Although a lot has happened in the past 15 years to improve anesthesiology and patient safety, it cannot be overlooked that the Anesthesia Patient Safety Foundation was founded 13 years ago. And the foundation has been giving out grants, totalling $1.5 million so far, to researchers studying anesthesia safety, Pierce says.
"Nobody was looking at anesthesia research and safety 10 years ago. There were zero papers on the topic at the annual meeting of the American Society of Anesthesiologists [in Park Ridge, IL]," Pierce states. "Now, there were over 100 papers at a recent meeting."
The National Patient Safety Foundation of Chicago was founded by the American Medical Association in Chicago and other organizations in 1996 to provide the same impetus toward better patient safety.
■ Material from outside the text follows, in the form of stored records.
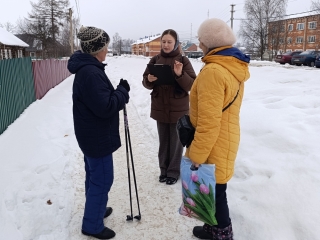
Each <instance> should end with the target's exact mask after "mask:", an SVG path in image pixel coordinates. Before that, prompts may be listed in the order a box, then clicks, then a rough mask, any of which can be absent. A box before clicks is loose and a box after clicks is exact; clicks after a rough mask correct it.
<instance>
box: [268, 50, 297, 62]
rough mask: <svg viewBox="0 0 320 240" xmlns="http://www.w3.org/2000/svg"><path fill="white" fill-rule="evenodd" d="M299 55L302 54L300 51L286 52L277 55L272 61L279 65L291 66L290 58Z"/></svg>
mask: <svg viewBox="0 0 320 240" xmlns="http://www.w3.org/2000/svg"><path fill="white" fill-rule="evenodd" d="M300 53H302V51H294V52H286V53H284V54H279V55H277V56H276V57H275V59H274V61H276V62H278V63H280V64H286V63H289V64H292V63H291V58H292V56H294V55H297V54H300Z"/></svg>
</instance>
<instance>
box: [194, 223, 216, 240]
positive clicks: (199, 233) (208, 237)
mask: <svg viewBox="0 0 320 240" xmlns="http://www.w3.org/2000/svg"><path fill="white" fill-rule="evenodd" d="M193 235H194V236H195V237H197V238H199V239H213V237H212V227H211V226H210V225H208V224H204V226H196V227H194V228H193Z"/></svg>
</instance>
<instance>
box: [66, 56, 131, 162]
mask: <svg viewBox="0 0 320 240" xmlns="http://www.w3.org/2000/svg"><path fill="white" fill-rule="evenodd" d="M104 67H105V64H103V63H101V62H99V61H98V60H97V59H96V58H95V57H93V56H91V55H90V54H87V53H82V52H81V51H77V52H75V53H74V54H73V55H72V56H71V58H70V60H69V61H68V70H69V71H70V72H71V73H73V74H76V75H75V78H74V82H73V95H72V100H73V121H74V131H75V135H76V138H77V141H78V144H79V147H80V148H81V150H82V152H83V153H84V155H86V156H88V157H92V158H99V157H104V156H106V155H109V154H111V153H113V152H114V151H116V150H117V149H118V148H119V147H120V146H121V142H120V135H119V111H120V110H122V109H123V107H124V105H125V104H126V103H128V101H129V94H128V91H127V90H126V89H125V88H124V87H123V86H119V85H118V87H117V89H114V87H113V86H112V84H111V82H110V80H109V79H108V77H107V75H106V73H105V72H104Z"/></svg>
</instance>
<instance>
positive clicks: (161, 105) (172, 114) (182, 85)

"Primarily what we're doing is looking at the system of health care to find the latent problems that exist within the system so we can identify them and fix them," says Lorri Zipperer, information project manager for the private, nonprofit foundation.
Next year the foundation will give out $400,000 in grants for research into patient safety, Zipperer says. These grants could be given to researchers who are interested in home care safety, as well as other types of health care safety.
The foundation's program will include communicating what it learns and creating public awareness about patient safety, Zipperer says. "We want to find a way to help others apply what we learn."